I know one individual who experienced hardships early in life. Seems he has developer stronger coping mechanisms and does not much social support. I often have felt he is stone cold when it comes to emotions and has a poker face all the time. I am aware he does mindfulness but not sue how he manages to do things.
One of my acquaintances mentioned mental resilience is inherited. Genetics factors can help such as temperament and neurobiology come into picture and can decided how a person react to external pressures. They have better emotional regulation and cognitive reframing. According to him, it is not adversity that creates resilience rather genetics. According to some babies never cry even if they have a bad fall where as others cry heavily.

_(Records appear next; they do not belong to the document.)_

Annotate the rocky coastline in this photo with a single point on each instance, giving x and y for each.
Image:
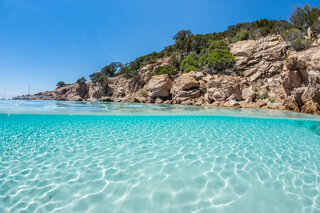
(270, 76)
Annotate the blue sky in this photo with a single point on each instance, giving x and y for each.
(45, 41)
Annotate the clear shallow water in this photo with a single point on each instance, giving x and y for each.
(64, 163)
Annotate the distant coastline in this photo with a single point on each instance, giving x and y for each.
(267, 64)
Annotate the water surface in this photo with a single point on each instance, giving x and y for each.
(196, 160)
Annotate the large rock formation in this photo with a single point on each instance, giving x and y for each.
(268, 74)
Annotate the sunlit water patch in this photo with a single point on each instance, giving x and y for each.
(85, 163)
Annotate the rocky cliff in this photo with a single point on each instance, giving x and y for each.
(267, 74)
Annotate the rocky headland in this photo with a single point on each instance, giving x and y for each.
(272, 76)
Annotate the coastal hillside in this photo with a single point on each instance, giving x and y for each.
(264, 64)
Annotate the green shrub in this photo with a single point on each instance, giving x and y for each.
(243, 35)
(305, 17)
(190, 63)
(292, 35)
(61, 84)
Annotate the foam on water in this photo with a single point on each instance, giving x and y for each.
(85, 163)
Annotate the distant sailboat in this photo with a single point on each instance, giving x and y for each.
(4, 95)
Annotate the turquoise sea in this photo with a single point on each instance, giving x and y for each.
(104, 157)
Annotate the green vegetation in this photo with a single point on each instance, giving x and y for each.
(190, 63)
(243, 35)
(305, 17)
(296, 39)
(61, 84)
(210, 53)
(81, 81)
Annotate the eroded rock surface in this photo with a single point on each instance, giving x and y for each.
(268, 74)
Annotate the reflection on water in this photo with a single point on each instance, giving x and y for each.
(108, 108)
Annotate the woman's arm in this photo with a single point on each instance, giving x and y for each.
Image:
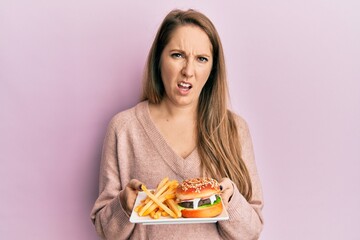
(108, 215)
(246, 221)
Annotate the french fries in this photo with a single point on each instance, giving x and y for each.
(160, 202)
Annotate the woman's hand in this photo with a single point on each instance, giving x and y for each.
(227, 190)
(128, 195)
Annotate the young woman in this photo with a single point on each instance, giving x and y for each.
(182, 129)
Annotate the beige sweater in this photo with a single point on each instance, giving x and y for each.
(134, 148)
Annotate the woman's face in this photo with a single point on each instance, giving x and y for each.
(186, 63)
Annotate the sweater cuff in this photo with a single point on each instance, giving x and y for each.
(236, 203)
(117, 215)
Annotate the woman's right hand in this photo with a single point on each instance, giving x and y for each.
(128, 195)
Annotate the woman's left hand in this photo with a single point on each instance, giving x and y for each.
(227, 190)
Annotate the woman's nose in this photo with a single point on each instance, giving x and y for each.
(188, 69)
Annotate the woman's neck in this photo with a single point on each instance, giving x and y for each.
(166, 109)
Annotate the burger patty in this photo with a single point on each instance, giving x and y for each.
(191, 204)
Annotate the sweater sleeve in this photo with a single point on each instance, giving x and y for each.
(109, 217)
(245, 218)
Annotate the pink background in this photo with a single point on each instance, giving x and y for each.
(66, 67)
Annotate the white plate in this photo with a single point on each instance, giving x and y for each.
(135, 218)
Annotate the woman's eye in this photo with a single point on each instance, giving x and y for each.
(176, 55)
(203, 59)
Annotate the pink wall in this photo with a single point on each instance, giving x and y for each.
(67, 66)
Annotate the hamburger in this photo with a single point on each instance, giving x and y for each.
(199, 198)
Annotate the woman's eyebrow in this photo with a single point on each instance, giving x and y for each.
(182, 51)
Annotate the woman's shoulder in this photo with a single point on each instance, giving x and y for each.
(239, 120)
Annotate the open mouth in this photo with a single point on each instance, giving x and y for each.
(184, 86)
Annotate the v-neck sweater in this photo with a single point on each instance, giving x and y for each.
(135, 149)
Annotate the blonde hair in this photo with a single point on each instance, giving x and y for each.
(218, 140)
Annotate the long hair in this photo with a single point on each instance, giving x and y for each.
(217, 138)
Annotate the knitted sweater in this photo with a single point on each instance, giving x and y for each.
(134, 148)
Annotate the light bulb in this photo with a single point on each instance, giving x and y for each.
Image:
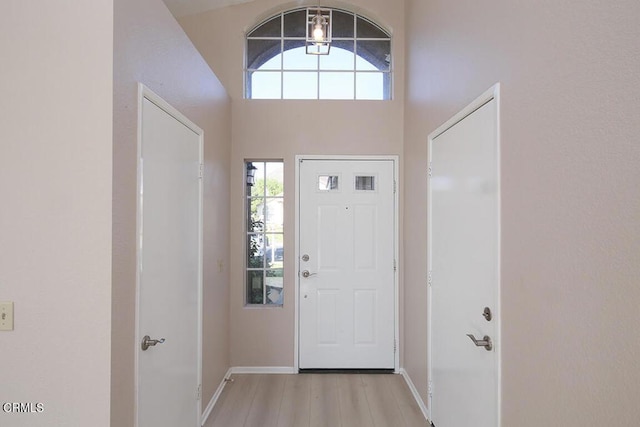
(318, 34)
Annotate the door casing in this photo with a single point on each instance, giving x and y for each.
(146, 93)
(395, 160)
(491, 94)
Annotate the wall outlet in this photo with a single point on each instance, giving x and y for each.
(6, 316)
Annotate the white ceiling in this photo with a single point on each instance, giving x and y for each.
(181, 8)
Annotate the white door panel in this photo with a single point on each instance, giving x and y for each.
(464, 263)
(347, 304)
(169, 270)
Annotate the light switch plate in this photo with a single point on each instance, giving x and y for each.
(6, 316)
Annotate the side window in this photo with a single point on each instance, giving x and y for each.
(264, 232)
(357, 66)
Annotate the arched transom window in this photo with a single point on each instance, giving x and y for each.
(358, 65)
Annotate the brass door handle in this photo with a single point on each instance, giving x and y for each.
(484, 342)
(148, 342)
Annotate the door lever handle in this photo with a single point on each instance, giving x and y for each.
(148, 342)
(484, 342)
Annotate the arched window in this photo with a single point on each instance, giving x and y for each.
(358, 65)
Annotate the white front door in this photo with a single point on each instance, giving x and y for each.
(169, 262)
(464, 250)
(346, 266)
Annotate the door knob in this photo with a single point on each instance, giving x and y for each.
(306, 273)
(148, 342)
(484, 342)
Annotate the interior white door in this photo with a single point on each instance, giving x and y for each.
(464, 213)
(347, 279)
(169, 271)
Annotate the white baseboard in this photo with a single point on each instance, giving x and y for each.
(263, 370)
(214, 399)
(416, 395)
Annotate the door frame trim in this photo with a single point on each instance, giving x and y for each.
(492, 93)
(146, 93)
(396, 250)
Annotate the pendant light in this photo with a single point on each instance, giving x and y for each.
(318, 31)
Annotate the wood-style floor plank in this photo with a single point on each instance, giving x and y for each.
(316, 400)
(265, 406)
(411, 413)
(325, 408)
(296, 402)
(382, 403)
(234, 402)
(354, 409)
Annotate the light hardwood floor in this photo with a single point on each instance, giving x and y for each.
(313, 400)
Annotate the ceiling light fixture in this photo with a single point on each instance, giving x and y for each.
(318, 31)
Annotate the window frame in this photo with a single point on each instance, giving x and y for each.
(264, 233)
(387, 74)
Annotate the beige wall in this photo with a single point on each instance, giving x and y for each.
(55, 214)
(265, 129)
(150, 47)
(570, 198)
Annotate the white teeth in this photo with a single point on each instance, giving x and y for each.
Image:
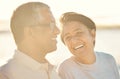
(78, 47)
(53, 38)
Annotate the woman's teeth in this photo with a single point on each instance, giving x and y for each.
(78, 47)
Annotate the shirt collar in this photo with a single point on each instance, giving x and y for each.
(26, 60)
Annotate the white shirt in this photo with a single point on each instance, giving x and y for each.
(104, 68)
(24, 67)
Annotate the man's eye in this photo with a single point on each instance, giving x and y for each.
(67, 38)
(78, 32)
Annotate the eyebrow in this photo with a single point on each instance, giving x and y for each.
(69, 33)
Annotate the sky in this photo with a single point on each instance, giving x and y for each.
(101, 11)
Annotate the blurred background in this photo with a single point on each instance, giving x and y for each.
(105, 13)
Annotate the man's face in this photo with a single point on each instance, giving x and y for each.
(45, 33)
(78, 38)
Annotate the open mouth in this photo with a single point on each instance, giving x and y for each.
(53, 38)
(77, 47)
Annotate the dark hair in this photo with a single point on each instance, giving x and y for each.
(72, 16)
(25, 15)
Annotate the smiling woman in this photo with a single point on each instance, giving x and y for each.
(78, 35)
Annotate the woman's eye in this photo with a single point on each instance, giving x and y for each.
(78, 32)
(67, 38)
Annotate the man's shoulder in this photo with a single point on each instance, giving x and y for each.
(104, 55)
(2, 76)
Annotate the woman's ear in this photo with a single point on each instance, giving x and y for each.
(93, 33)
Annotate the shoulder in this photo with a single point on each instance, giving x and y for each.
(105, 57)
(67, 64)
(3, 76)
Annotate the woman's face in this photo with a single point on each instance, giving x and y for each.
(78, 38)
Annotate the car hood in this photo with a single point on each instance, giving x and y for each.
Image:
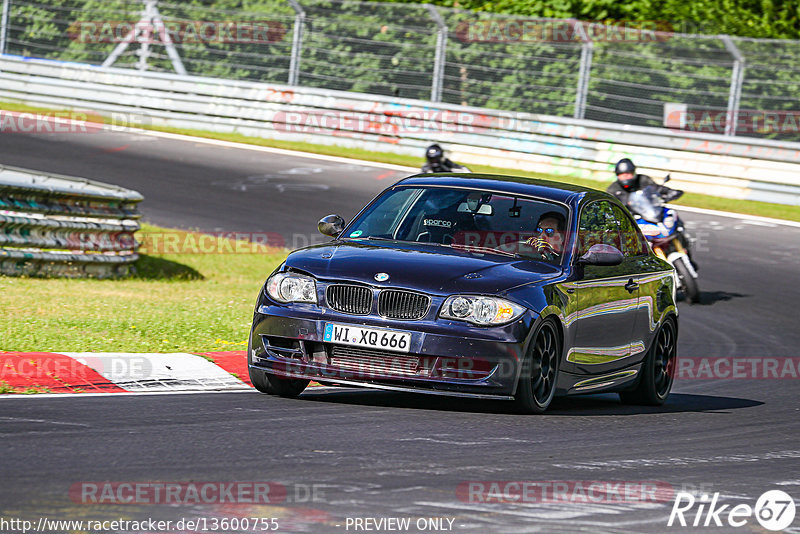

What do you think mental resilience is innate trait or learned ability?
6 people like this
5 responses
@dgobucks226 (36245)
•
9 Mar
I would say some aspects of one's personality are inherited traits, but the family environment and your own experiences further develop and shape it over time. One result is one's attitude and coping mechanisms toward handling obstacles or successes in one's lifetime.
@JudyEv (348064)
• Rockingham, Australia
26 Feb
I don't really have an opinion. It's possibly a bit of both. How you're brought up and how your parents cope with various issues can have a big impact on our own behaviour.